How Vertica handles semi-structured data even if loaded from different file formats - vertica

My understanding about semi-structured data handling in Vertica is that if data is say like this (in json)
{
"f1":1,
"f2":"hello",
"f3":false,
"f4":2
}
then a flextable is created with two columns __identity__ and __raw__. __identify__ will have 4 fields (I suppose integers 1,2,3,4) and __raw__ will be raw representation of data (1, hello,false and 2).
I can also load data in a csv file in the same flextable eg 2, hello2, true, 3. How does Vertica decide which field maps to which column (eg. both f1 and f4) are int.

Well, nothing beats having a Vertica SQL prompt ready (and the privilege to create a database object ...) to try and find out.
With JSON, the field names are in the structure: key-value pairs.

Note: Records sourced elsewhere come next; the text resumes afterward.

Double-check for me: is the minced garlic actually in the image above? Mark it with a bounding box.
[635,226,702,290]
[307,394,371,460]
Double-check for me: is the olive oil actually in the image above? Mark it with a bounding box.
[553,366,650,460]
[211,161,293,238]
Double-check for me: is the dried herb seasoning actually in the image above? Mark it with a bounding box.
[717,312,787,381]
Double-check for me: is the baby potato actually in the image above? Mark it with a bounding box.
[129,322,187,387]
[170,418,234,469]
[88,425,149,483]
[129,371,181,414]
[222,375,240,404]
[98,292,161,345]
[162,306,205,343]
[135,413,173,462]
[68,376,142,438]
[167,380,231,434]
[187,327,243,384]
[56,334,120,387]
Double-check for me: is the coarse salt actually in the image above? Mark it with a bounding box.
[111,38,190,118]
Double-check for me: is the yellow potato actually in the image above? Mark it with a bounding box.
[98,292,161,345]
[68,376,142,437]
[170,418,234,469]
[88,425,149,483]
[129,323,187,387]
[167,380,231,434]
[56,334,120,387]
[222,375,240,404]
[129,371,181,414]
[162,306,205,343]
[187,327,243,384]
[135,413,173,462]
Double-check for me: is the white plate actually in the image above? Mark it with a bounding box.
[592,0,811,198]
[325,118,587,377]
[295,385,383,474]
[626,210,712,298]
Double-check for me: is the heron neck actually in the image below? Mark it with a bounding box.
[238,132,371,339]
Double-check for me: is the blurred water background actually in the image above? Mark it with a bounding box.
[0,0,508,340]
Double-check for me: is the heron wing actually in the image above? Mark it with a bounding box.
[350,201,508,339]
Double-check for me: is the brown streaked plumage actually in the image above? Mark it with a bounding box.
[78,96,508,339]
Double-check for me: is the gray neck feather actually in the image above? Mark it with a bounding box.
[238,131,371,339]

With CSV, the first line of the data file needs to have the column names - which I add below ...
-- connecting with VSQL,
$ vsql -h localhost -d sbx -U dbadmin -w pwd
$ vsql -h localhost -d sbx -U dbadmin -w pwd
Welcome to vsql, the Vertica Analytic Database interactive terminal.
Type: \h or \? for help with vsql commands
\g or terminate with semicolon to execute query
\q to quit
sbx=> -- create the flex table
sbx=> CREATE FLEX TABLE flx();
CREATE TABLE
sbx=> -- load the flex table from stdin - data handed in-line - using your input
sbx=> COPY flx FROM stdin PARSER fjsonparser();
Enter data to be copied followed by a newline.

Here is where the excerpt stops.